At trial, the government emphasized Hinckley's premeditation of the shooting: noting that he had purchased a gun, trailed President Reagan, traveled to Washington, D.C., left a note detailing his plan, selected particularly devastating ammunition, and fired six shots. The defense, on the other hand, argued that Hinckley's actions and his obsession with Foster indicated that he was legally insane.[20]: 1548  The trial was chiefly devoted to a battle of the psychiatric experts concerning Hinckley's mental state.[20]: 1549  Because Hinckley was charged in federal court, the prosecution was required to prove his sanity beyond reasonable doubt.[21] While detained, Hinckley attempted suicide twice.[22]

For the defense, William T. Carpenter, who diagnosed Hinckley with schizophrenia, testified for three days, opining that Hinckley had amalgamated various personalities from fiction and real life—including Travis Bickle from Taxi Driver and John Lennon.

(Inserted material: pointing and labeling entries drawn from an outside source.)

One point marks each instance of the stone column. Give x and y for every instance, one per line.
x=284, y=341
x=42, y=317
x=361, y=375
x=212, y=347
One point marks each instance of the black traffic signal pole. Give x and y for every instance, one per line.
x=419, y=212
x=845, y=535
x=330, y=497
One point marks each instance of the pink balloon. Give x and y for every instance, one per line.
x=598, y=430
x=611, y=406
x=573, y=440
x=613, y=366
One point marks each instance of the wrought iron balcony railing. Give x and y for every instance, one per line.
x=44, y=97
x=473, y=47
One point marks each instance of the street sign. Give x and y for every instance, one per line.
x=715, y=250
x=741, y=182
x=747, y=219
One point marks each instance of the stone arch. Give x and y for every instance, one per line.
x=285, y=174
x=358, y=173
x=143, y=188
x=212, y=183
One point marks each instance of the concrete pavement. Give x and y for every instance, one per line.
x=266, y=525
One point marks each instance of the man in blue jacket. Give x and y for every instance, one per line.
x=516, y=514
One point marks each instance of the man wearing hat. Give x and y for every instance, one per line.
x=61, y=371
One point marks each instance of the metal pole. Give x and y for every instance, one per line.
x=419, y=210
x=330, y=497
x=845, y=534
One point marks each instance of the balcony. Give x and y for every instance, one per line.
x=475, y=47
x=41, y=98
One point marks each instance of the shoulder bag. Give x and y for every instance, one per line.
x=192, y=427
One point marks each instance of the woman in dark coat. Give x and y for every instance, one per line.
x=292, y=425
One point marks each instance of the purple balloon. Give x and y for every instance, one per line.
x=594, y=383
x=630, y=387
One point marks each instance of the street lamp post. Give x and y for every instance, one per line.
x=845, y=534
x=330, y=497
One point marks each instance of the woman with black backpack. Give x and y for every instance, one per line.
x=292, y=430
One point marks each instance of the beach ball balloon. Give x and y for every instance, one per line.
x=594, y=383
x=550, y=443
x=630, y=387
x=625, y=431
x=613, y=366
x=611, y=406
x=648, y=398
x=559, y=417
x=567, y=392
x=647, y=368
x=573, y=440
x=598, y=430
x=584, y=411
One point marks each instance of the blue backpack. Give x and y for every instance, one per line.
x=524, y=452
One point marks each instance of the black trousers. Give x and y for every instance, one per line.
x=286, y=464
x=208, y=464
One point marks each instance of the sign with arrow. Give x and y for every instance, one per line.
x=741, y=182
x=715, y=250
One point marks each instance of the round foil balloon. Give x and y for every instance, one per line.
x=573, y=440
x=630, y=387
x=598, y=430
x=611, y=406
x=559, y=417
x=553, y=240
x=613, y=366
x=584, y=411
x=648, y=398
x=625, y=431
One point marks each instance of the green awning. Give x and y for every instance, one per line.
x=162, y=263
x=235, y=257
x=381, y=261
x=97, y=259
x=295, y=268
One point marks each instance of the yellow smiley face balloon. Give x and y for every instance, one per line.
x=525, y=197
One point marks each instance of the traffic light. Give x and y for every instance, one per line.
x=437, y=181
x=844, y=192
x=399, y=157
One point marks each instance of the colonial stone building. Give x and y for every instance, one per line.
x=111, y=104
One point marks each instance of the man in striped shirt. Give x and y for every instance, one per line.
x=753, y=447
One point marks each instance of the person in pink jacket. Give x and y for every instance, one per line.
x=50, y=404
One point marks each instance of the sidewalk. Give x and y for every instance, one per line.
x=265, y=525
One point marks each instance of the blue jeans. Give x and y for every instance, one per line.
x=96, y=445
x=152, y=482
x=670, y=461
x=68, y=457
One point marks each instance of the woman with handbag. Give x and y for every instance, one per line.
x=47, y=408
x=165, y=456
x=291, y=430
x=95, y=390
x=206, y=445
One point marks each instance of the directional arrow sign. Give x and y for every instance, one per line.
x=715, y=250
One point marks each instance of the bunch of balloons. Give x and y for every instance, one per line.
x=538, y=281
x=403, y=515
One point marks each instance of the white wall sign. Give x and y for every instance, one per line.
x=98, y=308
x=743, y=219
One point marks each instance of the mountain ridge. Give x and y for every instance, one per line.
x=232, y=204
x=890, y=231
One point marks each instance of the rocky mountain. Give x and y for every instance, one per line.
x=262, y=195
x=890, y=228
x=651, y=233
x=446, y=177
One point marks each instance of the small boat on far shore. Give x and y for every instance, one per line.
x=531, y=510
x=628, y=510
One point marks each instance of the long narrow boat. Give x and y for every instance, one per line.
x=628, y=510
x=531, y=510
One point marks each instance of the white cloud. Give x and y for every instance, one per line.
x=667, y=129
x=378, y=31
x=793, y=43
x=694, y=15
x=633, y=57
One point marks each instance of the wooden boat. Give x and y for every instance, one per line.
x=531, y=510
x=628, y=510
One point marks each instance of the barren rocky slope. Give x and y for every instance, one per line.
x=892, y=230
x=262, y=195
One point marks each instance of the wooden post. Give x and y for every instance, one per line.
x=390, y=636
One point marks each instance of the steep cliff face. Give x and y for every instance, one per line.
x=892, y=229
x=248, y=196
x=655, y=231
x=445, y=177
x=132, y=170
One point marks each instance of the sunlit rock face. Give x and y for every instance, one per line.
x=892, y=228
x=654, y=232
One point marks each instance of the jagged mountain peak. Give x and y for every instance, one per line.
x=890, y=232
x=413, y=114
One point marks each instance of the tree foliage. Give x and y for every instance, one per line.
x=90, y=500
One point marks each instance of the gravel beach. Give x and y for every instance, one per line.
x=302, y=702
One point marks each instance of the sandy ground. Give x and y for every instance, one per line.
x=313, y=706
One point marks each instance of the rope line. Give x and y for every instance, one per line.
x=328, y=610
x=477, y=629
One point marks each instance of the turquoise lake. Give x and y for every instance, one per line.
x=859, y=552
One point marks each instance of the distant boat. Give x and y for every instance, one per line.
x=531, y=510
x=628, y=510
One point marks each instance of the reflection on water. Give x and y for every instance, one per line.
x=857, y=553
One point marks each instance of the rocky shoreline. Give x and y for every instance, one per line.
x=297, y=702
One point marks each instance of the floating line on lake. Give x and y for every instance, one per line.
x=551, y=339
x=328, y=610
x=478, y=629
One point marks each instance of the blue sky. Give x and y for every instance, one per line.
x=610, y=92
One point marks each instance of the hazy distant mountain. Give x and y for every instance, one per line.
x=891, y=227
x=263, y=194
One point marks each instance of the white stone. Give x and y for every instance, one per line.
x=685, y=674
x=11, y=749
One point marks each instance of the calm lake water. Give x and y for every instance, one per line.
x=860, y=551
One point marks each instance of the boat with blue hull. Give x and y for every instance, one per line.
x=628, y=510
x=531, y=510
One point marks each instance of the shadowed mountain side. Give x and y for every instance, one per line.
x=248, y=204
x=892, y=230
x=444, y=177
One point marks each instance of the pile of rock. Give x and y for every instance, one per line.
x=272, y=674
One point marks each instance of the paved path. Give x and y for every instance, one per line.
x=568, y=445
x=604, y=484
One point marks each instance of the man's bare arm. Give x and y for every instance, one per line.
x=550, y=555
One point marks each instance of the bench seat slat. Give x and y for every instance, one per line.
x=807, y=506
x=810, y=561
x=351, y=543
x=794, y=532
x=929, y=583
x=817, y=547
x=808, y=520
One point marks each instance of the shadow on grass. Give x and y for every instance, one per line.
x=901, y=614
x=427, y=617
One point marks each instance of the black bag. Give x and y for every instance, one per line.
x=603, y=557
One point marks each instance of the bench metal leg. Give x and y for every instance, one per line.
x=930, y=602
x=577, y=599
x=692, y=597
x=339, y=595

Carpenter concluded that Hinckley could not emotionally appreciate the wrongfulness of his actions because he was consumed by the prospect of a "magical unification with Jodie Foster".[23] David Bear testified that Hinckley's actions followed "the very opposite of logic" and that Hinckley did not exhibit signs of malingering.[23] Bear said that his opinion was in part supported by a CAT scan of Hinckley's brain showing widened sulci, a feature Bear said was found in 13 of persons with schizophrenia but only 2 percent of non-schizophrenics.[23][20]: 1549  And Ernest Prelinger testified that, while Hinckley had an above-average IQ, his results on the Minnesota Multiphasic Personality Inventory were highly abnormal—specifically, Prelinger said that only one person out of a million with Hinckley's score would not be suffering from serious mental illness.[23]

For the prosecution, Park Dietz testified that he had diagnosed Hinckley with dysthymia and three types of personality disorders: narcissistic; schizoid; and mixed, with borderline, and passive-aggressive features.[10]: 9  Dietz found that none of these illnesses rendered Hinckley legally insane;[10]: 9  his report said that there was "no evidence that [Hinckley] was so impaired that he could not appreciate the wrongfulness of his conduct or conform his conduct to the requirements of the law".[23] Sally Johnson, a psychiatrist in the federal prison who interviewed Hinckley more than any other doctor, emphasized that Hinckley had planned the shooting[24]: 601  and that he was preoccupied with being famous.[25] Johnson said that Hinckley's interest in Foster was no different than any young man's interest in a movie star.[26]

The insanity instruction provided to the Hinckley jurors was based on the American Law Institute's Model Penal Code:

The burden is on the Government to prove beyond a reasonable doubt either that the defendant was not suffering from a mental disease or defect on March 30, 1981, or else that he nevertheless had substantial capacity on that date both to conform his conduct to the requirements of the law and to appreciate the wrongfulness of his conduct.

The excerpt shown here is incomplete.